Und es gibt auch kritische Stimmen zum Vier-Augen-Prinzip beim Übersetzen: Ein Review sei nicht in jedem Fall nötig, möglich oder effizient. Von den Übersetzer*innen meiner Bubble wollte ich wissen: Arbeitest du bei Übersetzungen im Vier-Augen-Prinzip? Falls ja, wie setzt du Übersetzung und Review konkret um? Falls nein, warum nicht? Und natürlich erfährst du auch, wie ich es mit dem Vier-Augen-Prinzip halte.

Fertigst du deine Übersetzungen im Vier-Augen-Prinzip an?

#1 Vier-Augen-Prinzip beim Übersetzen für Direktkunden

Für Direktkunden arbeitet Petra beim Übersetzen im Vier-Augen-Prinzip mit einer Kollegin

Übersetzerin Petra Haag lebt seit 1986 in Italien. Sie übersetzt in der Sprachrichtung Italienisch-Deutsch und ist auf die Gebiete Weinbau, Immobilien und Maschinenbau spezialisiert. Ihre Kunden unterstützt sie auch als Verhandlungsdolmetscherin.

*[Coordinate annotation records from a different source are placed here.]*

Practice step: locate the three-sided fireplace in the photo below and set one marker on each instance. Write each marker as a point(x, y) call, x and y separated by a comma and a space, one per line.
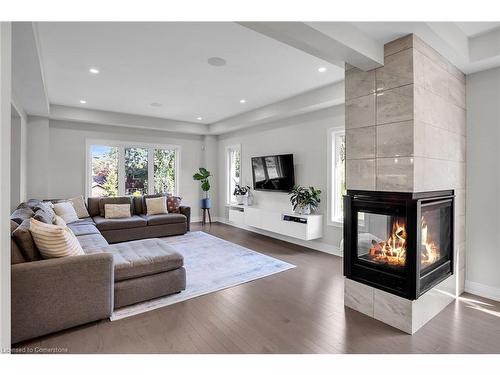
point(401, 243)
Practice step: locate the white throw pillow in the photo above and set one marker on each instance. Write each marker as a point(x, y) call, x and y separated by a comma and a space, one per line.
point(155, 206)
point(58, 220)
point(54, 241)
point(79, 206)
point(116, 211)
point(66, 211)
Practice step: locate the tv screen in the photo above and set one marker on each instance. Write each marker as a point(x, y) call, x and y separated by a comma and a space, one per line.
point(273, 173)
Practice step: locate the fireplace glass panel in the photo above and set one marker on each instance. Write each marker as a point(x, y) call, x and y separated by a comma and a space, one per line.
point(435, 244)
point(382, 240)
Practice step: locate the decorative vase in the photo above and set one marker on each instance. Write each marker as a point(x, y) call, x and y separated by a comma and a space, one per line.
point(206, 203)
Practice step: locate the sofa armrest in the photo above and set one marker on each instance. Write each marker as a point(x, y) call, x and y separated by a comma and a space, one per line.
point(186, 211)
point(55, 294)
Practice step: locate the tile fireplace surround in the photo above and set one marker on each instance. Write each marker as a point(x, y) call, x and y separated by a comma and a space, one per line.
point(405, 132)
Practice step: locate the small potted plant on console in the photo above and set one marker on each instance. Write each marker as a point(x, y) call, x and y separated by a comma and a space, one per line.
point(304, 200)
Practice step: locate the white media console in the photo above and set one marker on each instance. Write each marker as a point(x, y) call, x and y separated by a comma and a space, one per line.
point(304, 227)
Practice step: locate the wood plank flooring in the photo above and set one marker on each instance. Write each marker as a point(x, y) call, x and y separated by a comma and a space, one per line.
point(296, 311)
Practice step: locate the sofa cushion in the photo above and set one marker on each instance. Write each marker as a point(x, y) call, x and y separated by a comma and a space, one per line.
point(22, 213)
point(111, 224)
point(164, 219)
point(85, 221)
point(22, 236)
point(16, 256)
point(54, 241)
point(83, 229)
point(92, 243)
point(143, 257)
point(115, 200)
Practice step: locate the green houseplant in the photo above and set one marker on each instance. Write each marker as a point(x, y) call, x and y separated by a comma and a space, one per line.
point(202, 175)
point(304, 200)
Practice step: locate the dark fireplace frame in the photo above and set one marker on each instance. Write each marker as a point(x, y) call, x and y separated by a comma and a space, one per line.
point(409, 283)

Alle Texte, die nicht ausschließlich der betriebsinternen Kommunikation dienen, versuche ich nach dem Vier-Augen-Prinzip anzubieten. Egal, ob es sich um Übersetzungen für Websites, Reise-, Weinführer oder Broschüren handelt.

Generell unterscheide ich beim Übersetzen zwischen zwei Szenarien: Agentur oder Direktkunde?

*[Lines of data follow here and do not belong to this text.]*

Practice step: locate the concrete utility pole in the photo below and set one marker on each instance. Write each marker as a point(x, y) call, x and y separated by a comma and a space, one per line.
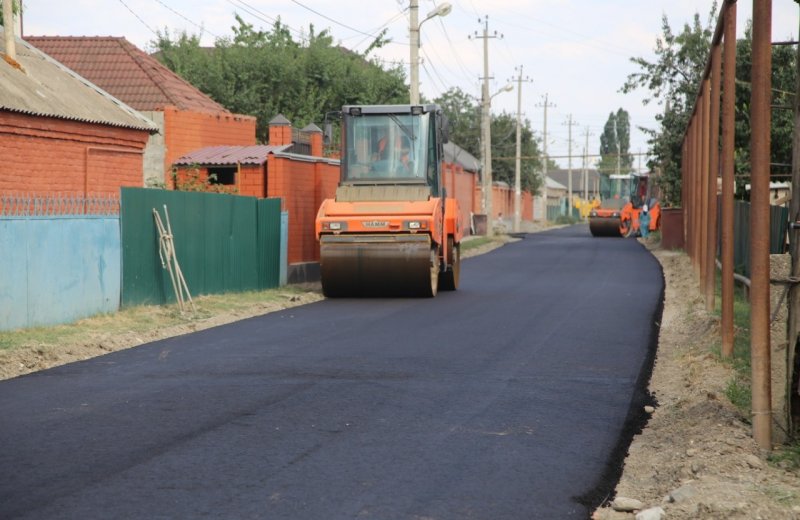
point(544, 157)
point(794, 233)
point(8, 21)
point(586, 135)
point(570, 123)
point(486, 130)
point(517, 159)
point(442, 10)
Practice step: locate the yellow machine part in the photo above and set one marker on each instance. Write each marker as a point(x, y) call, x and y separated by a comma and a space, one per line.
point(400, 264)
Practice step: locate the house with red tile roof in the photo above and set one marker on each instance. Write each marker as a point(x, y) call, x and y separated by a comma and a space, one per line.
point(187, 118)
point(61, 134)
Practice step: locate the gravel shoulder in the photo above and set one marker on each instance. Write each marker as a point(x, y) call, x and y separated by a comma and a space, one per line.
point(696, 458)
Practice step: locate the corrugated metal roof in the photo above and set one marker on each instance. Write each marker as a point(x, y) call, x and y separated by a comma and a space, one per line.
point(455, 154)
point(230, 155)
point(120, 68)
point(45, 87)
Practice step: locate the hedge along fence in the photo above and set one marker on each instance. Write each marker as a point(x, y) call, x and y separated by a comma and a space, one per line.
point(778, 228)
point(224, 243)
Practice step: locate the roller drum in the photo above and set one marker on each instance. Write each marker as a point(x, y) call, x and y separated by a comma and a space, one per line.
point(378, 265)
point(605, 226)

Bei Direktkunden, die besonderen Wert auf Qualität legen und ein Vier-Augen-Prinzip in Anspruch nehmen möchten, arbeite ich bei Übersetzungen im Tandem – am liebsten mit einer vertrauten Kollegin, die meine „Macken“ schon kennt und mit der die Zusammenarbeit harmoniert. Oft entsteht ein sehr reger, kollegialer Austausch. Da vier Augen mehr sehen als zwei, kommt es für beide Übersetzer*innen zu einem ständigen Lernprozess. Natürlich erbringt die Kollegin diese Leistung gegen Bezahlung: in der Regel ein Drittel des Gesamtpreises, den ich dem Kunden für die Übersetzung berechne.

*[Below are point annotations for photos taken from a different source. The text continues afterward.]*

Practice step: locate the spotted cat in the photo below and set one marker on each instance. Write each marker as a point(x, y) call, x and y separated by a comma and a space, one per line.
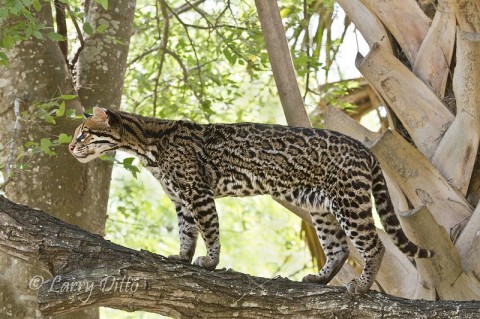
point(329, 174)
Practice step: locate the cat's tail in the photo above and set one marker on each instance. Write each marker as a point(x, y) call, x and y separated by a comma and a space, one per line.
point(388, 218)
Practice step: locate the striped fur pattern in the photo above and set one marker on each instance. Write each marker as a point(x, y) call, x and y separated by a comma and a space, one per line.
point(329, 174)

Es ist aber nicht jeder Übersetzungstag gleich. Manchmal kommt es vor, dass der Text nicht so richtig „flutscht“, wie ich es gerne hätte. Dann liest meine Kollegin die Übersetzung auch dann, wenn dies eigentlich nicht vom Kunden in Auftrag gegeben wurde. In diesem Fall verdiene ich etwas weniger am Übersetzungsauftrag, bin aber sicher, dass ich einen Text liefere, der meinem Standard entspricht.

Bei Agenturkunden übernimmt der Kunde die Revision selbst und gibt entsprechendes Feedback. Viele Übersetzungsagenturen übernehmen diesen Service auch nicht und leiten eins zu eins eine „einfache“ Übersetzung an den Kunden weiter. Von internen Proofreadern von Agenturen bekomme ich oft ziemlich „sterile Änderungen“, die ich annehmen oder zurückweisen kann. Der kollegiale Austausch mit Kolleg*innen ist anregender und positiver!

#2 Viel-Augen-Modus statt Vier-Augen-Prinzip beim Übersetzen

Andrea Halbritter

Bei Leichte-Sprache-Texten praktiziert Andrea einen Viel-Augen-Modus

Andrea Halbritter erstellt im Großraum Augsburg-München und Saint-Nazaire-Nantes Texte in Leichter und Einfacher Sprache. Außerdem übersetzt sie – vor allem im Wein- und Tourismusbereich – in den Sprachrichtungen Englisch-Deutsch und Französisch-Deutsch.

Im Weinbereich übersetze ich vor allem für renommierte Champagnerhäuser. Die meisten legen meine Übersetzungen internen deutschsprachigen Korrekturleser*innen vor. Diese sind auf das Marketing von Weinen in Deutschland spezialisiert, kennen Produkt und Markt gut. Ihre Verbesserungsvorschläge schaue ich mir an und arbeite sie in meine Pressemitteilung, meine Website-Texte oder Weinmagazine ein. Es kommt auch vor, dass ich Vorschläge nicht übernehme, noch weiter daran feile oder darin enthaltene Fehler, wie ein falsch gesetztes Komma oder eine fehlende Endung, korrigiere. Bei der Zusammenarbeit mit den internen Reviewern meiner Kunden habe ich in den letzten 10 Jahren sehr viel gelernt. Davon profitieren auch andere Kunden.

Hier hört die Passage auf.